Violence was given great significance in US  substantive criminal law, he explained in more detail, though there did not seem to exist a rational basis – in the structure and grammar of criminal law – to distinguish violent from non-violent crime; rather criminal law’s fascination with, and emphasis on, violent crime had much to do with the fact that violent crime had been increasingly associated with black men, and with the impression that those committing violent crime were hardened incorrigible individuals.

From left to right: Prof Jackie Hodgson, Richard Glover and Hannah Quirk

From left to right: Prof Jackie Hodgson, Richard Glover and Hannah Quirk

Violence had little salience in criminal procedure, on the other hand. Police violent misconduct was therefore not being challenged in courts; where it was, judicial challenges nearly always failed. And institutional challenges did not even exist. Police in the United States were killing two or three times more people than in any comparable country, and yet the United States were not even formally keeping track of the number of deaths.

Similarly, the increase in the use of “stop and frisk” (stop and search) in the 90s or the militarisation of US police at the same time received very little attention from criminal procedure.

The story of violent crimes in the US was in reality a story about how criminal law thinks about violence, the central question that Prof Sklansly sought to address in his lecture at Goldsmiths, and a question that is at the epicentre of his next book.

To reduce mass incarceration in the US, punishment for violent crime needed to be reduced, he argued.

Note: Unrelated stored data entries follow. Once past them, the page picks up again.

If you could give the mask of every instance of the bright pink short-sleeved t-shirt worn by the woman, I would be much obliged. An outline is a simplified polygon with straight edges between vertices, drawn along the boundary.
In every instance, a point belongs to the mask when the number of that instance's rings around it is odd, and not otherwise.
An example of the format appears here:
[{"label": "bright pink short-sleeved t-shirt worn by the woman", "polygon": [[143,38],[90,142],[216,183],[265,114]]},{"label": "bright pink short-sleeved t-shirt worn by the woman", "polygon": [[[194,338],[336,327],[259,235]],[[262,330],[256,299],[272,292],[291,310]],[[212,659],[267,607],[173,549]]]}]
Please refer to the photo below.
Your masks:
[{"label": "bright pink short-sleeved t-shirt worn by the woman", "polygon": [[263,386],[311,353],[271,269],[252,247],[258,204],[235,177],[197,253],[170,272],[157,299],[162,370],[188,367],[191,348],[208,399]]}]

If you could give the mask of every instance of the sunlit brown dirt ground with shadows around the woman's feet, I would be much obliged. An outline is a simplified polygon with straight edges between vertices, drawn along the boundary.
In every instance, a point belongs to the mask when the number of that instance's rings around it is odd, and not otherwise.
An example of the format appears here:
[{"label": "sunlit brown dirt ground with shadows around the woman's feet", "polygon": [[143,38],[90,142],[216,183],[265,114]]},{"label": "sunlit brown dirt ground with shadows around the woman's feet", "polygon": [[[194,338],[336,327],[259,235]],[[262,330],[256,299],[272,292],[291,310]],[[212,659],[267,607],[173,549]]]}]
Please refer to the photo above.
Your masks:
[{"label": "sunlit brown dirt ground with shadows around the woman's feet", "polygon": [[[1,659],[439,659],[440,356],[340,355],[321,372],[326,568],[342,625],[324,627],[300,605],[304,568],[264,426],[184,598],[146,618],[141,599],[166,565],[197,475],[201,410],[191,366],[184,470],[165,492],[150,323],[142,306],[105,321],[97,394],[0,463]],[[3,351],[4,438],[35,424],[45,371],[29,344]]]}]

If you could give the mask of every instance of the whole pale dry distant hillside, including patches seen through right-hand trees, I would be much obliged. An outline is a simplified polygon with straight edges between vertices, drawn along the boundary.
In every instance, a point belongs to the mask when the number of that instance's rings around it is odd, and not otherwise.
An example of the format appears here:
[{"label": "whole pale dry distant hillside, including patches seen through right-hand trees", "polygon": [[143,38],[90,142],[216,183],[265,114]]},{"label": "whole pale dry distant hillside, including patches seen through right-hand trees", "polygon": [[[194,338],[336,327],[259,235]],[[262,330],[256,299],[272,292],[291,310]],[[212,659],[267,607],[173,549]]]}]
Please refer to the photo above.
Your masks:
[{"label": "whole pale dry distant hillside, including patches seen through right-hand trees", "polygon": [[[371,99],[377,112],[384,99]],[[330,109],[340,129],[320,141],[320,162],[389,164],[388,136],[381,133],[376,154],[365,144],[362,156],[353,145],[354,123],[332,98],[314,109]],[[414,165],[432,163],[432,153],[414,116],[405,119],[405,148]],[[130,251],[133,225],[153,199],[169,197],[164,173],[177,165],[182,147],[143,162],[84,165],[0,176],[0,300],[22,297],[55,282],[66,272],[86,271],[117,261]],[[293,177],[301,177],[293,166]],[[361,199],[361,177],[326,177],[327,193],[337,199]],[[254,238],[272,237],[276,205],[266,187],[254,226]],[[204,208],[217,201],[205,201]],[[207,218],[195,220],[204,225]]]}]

Criminal law should think more deeply, in other words, about whether there was indeed rational justification for the disproportionate emphasis on violent crime (and excessive punishment for those committing violent crime).

The story of US policy on violent crimes was above all a cautionary tale for the UK, highlighted Prof Sklansky.  The UK Government’s Serious Violence Strategy, published in April 2018, showed that UK criminal law was thinking differently about violence than its American counterpart. It did not demonise people. UK criminal law was not obsessed with violence…

Prof Sklansky was aware that the Serious Violence Strategy had been criticised in the UK. But it could be seen much more positively when compared with the US, concluded the Stanford Law School academic, who is a former prosecutor and a world renowned authority on criminal law, criminal evidence and procedure.

Prof Sklansky was warmly welcomed to Goldsmiths by Head of Law, Prof Dimitrios Giannoulopoulos, who chaired the lecture.

Prof David Sklansky (on the right) with Goldsmiths Law Visiting Professor, HH Judge Donald Cryan.

The lecture was marking the Law programme’s emphasis on criminal justice and international human rights, noted Prof Giannoulopoulos, and it was most fitting that it would be delivered by a distinguished scholar with such deep knowledge in, and passion for, both.

The sold out lecture was attended by many Goldsmiths students, and eminent criminal law scholars from across the UK and Europe, including Zurich’s Prof Sarah Summers, the University of Nottingham’s Prof John Jackson and Prof Paul Roberts, Wolverhampton’s Richard Glover, DCU’s Yvonne Daly, Warwick’s Prof Jacqueline Hodgson, King’s’ Hannah Quirk, and Visiting Professor in Law at Goldsmiths, HH Judge Donald Cryan.

The lecture was a highly stimulating prelude to the annual criminal justice symposium that took place the following day at the British Academy (a story on that will appear in this blog shortly).